The Conservatives have already said they will recruit 10,000 more mental health staff by 2020, and are expected to set out further plans when they publish their manifesto next week

A childhood obesity plan announced by the Government last August set out a programme to reduce children’s sugar intake and increase physical activity in the next decade – including a tax hike on sugary soft drinks, which comes into force in April.

But the BMA attacked the strategy as “watered-down”, saying politicians had been “too slow and weak” to prevent the threats facing Britain’s health.

Sixty-eight per cent of men and 58 per cent of women in the UK are overweight or obese (Getty) (Getty Images)

The doctors called for a reversal of public health cuts and “tighter regulation of the food and soft drinks industry, a minimum unit price on alcohol and support for people to quit smoking”.

The BMA proposed a 20 per cent tax on sugary drinks, which they say is more ambitious than the Government's new legislation which will demand a hike of 24p per litre for the most sugary drinks.

Among the other policy recommendations made by the BMA are new targets to reduce fat, salt and overall calorie consumption, a mandatory “traffic light” system to display nutritional information for all pre-packaged food and drink, and an annual levy on tobacco companies.

The Government previously rejected proposals to introduce minimum alcohol pricing in England, but said it would review the policy, being introduced in Scotland, after Public Health England said it would improve the health of millions of drinkers.

The BMA said the minimum price of alcohol should be set at no less than 50p per unit.

Latest statistics show 68 per cent of men and 58 per cent of women in the UK are overweight or obese. One in six adults are smokers and over nine million people in England drink more than the recommended daily limit, according to Alcohol Concern.
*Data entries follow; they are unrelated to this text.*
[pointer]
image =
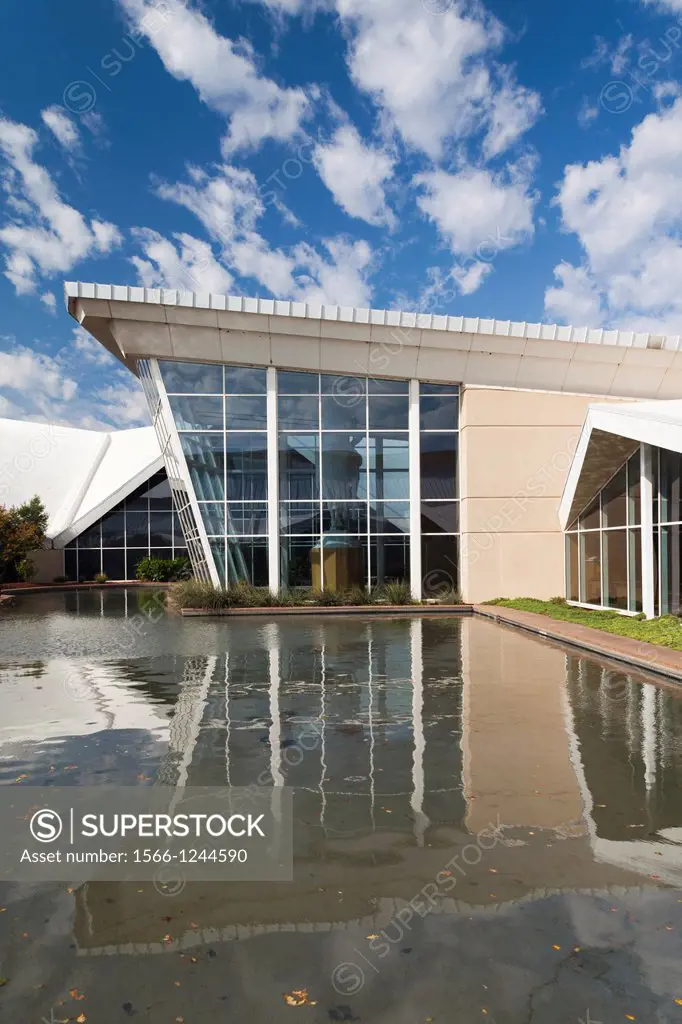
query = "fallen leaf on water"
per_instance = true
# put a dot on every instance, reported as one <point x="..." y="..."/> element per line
<point x="299" y="997"/>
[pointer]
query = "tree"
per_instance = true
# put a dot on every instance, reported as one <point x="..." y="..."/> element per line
<point x="22" y="530"/>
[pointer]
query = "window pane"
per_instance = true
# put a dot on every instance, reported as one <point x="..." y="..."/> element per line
<point x="389" y="462"/>
<point x="290" y="382"/>
<point x="206" y="461"/>
<point x="389" y="559"/>
<point x="245" y="380"/>
<point x="89" y="563"/>
<point x="193" y="378"/>
<point x="137" y="525"/>
<point x="440" y="517"/>
<point x="615" y="568"/>
<point x="246" y="414"/>
<point x="298" y="413"/>
<point x="670" y="486"/>
<point x="247" y="560"/>
<point x="591" y="568"/>
<point x="387" y="413"/>
<point x="438" y="414"/>
<point x="439" y="561"/>
<point x="572" y="590"/>
<point x="114" y="563"/>
<point x="197" y="412"/>
<point x="634" y="493"/>
<point x="299" y="517"/>
<point x="590" y="518"/>
<point x="113" y="530"/>
<point x="344" y="517"/>
<point x="343" y="466"/>
<point x="133" y="558"/>
<point x="247" y="467"/>
<point x="344" y="562"/>
<point x="343" y="412"/>
<point x="213" y="515"/>
<point x="90" y="538"/>
<point x="389" y="517"/>
<point x="635" y="540"/>
<point x="161" y="528"/>
<point x="246" y="518"/>
<point x="438" y="465"/>
<point x="299" y="467"/>
<point x="613" y="502"/>
<point x="385" y="386"/>
<point x="296" y="565"/>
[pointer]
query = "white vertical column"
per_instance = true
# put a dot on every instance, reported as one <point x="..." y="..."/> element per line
<point x="272" y="482"/>
<point x="415" y="496"/>
<point x="646" y="498"/>
<point x="417" y="800"/>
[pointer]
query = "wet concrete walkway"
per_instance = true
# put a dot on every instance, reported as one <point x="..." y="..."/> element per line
<point x="636" y="653"/>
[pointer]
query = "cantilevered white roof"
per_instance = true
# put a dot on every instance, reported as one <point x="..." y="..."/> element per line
<point x="609" y="435"/>
<point x="136" y="324"/>
<point x="79" y="474"/>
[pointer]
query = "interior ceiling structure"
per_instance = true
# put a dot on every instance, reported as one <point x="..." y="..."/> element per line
<point x="79" y="475"/>
<point x="609" y="436"/>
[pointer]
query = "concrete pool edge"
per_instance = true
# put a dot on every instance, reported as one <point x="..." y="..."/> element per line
<point x="637" y="654"/>
<point x="344" y="609"/>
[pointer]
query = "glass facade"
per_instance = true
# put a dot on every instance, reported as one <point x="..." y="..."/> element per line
<point x="603" y="546"/>
<point x="142" y="525"/>
<point x="296" y="478"/>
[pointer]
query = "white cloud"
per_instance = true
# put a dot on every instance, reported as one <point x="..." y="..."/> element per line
<point x="61" y="126"/>
<point x="478" y="214"/>
<point x="188" y="267"/>
<point x="224" y="73"/>
<point x="44" y="235"/>
<point x="434" y="78"/>
<point x="626" y="211"/>
<point x="355" y="174"/>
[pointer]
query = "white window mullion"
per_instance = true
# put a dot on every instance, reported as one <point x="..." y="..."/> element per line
<point x="415" y="495"/>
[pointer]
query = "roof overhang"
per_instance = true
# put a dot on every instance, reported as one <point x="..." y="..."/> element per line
<point x="137" y="323"/>
<point x="610" y="434"/>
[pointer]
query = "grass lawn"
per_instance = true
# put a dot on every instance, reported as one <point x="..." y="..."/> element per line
<point x="666" y="632"/>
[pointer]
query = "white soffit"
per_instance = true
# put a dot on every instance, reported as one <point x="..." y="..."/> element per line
<point x="657" y="423"/>
<point x="79" y="474"/>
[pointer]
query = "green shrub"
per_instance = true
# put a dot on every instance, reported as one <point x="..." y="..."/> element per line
<point x="26" y="569"/>
<point x="163" y="569"/>
<point x="393" y="593"/>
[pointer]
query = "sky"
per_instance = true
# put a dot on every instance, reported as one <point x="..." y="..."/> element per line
<point x="509" y="159"/>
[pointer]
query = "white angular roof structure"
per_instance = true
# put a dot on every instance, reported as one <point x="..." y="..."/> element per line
<point x="79" y="474"/>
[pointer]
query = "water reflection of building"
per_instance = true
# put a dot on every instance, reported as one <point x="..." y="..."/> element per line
<point x="419" y="734"/>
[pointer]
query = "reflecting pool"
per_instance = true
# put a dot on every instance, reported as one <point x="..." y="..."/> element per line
<point x="486" y="825"/>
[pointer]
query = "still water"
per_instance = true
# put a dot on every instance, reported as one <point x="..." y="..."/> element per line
<point x="409" y="743"/>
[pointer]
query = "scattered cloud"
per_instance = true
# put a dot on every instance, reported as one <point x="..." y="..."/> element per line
<point x="43" y="236"/>
<point x="435" y="79"/>
<point x="355" y="174"/>
<point x="223" y="72"/>
<point x="61" y="126"/>
<point x="626" y="211"/>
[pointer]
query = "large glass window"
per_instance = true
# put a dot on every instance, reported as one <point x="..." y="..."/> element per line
<point x="344" y="479"/>
<point x="438" y="409"/>
<point x="142" y="525"/>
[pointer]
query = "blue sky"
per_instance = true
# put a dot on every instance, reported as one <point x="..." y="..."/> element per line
<point x="510" y="159"/>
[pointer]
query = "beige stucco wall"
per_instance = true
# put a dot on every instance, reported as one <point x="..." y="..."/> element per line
<point x="516" y="449"/>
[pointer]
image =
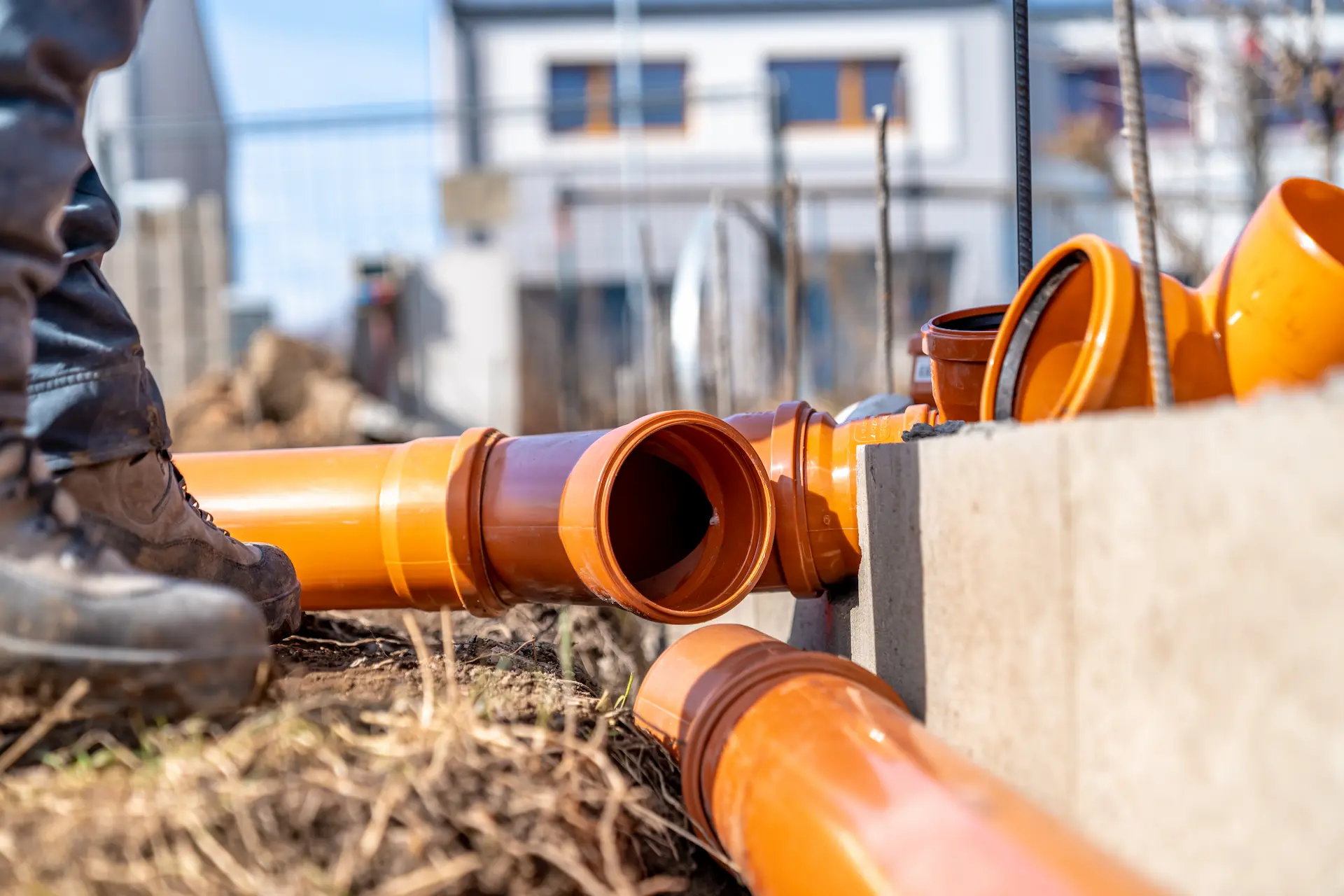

Obesity was a factor in more than 525,000 hospital admissions last year, with obesity rates up from 15 per cent in 1993 to 27 per cent in 2015.

The BMA said that despite each £1 invested in public health carrying an estimated saving of £14.30, a cut of £200m in 2015 would be followed by a further £400m in the next five years.

It used the example of type 2 diabetes, saying many cases of the disease were “entirely preventable through public health approaches”, yet still cost the UK an estimated £8.8bn in 2010/11 – a figure predicted to almost double to £15bn by 2035-36.

Jeremy Hunt asked why nurses are having to go to food banks

The Liberal Democrats called the Conservatives’ approach to public health “nothing short of disastrous”, saying: “Without real action to tackle ill-health in children, the Government are inexcusably letting down our young people, and harming their wellbeing and life chances.”

“They have slashed councils' public health budgets and published a paltry childhood obesity strategy that lacked any concrete measures to tackle advertising of junk food to children,” said the party’s health spokesman Norman Lamb.

The party promised to develop an "ambitious, evidence based plan to tackle childhood obesity" which would include restricting the marketing of junk food to children, restricting TV adverts before 9pm, and "closing loopholes in the sugary drinks tax".

Shadow Health Secretary Jonathan Ashworth described Theresa May's approach to local authority service funding an “abject failure” that was “having a severe impact on the obesity crisis, smokers and alcoholics”.

Mr Ashworth echoed the BMA by calling the Government's strategy “watered-down”, saying it “demonstrates her clear disinterest” in the subject.

“By comparison, Labour has already announced our desire to make Britain’s children the healthiest in the world. To that end we have already pledged to ring-fence public health budgets to end the sustained underfunding of crucial services under this Tory government.”

A Conservative spokesperson said the party was “committed to improving the health of the nation”.

“Smoking rates are now the lowest in our history, with cancer survival the highest, and we've put in place a childhood obesity plan Public Health England calls the most ambitious in the world," they said.

“But the truth is that this all depends on a strong economy – we spent £3.4bn on public health programmes last year – which Jeremy Corbyn would risk with his nonsensical economic ideas.”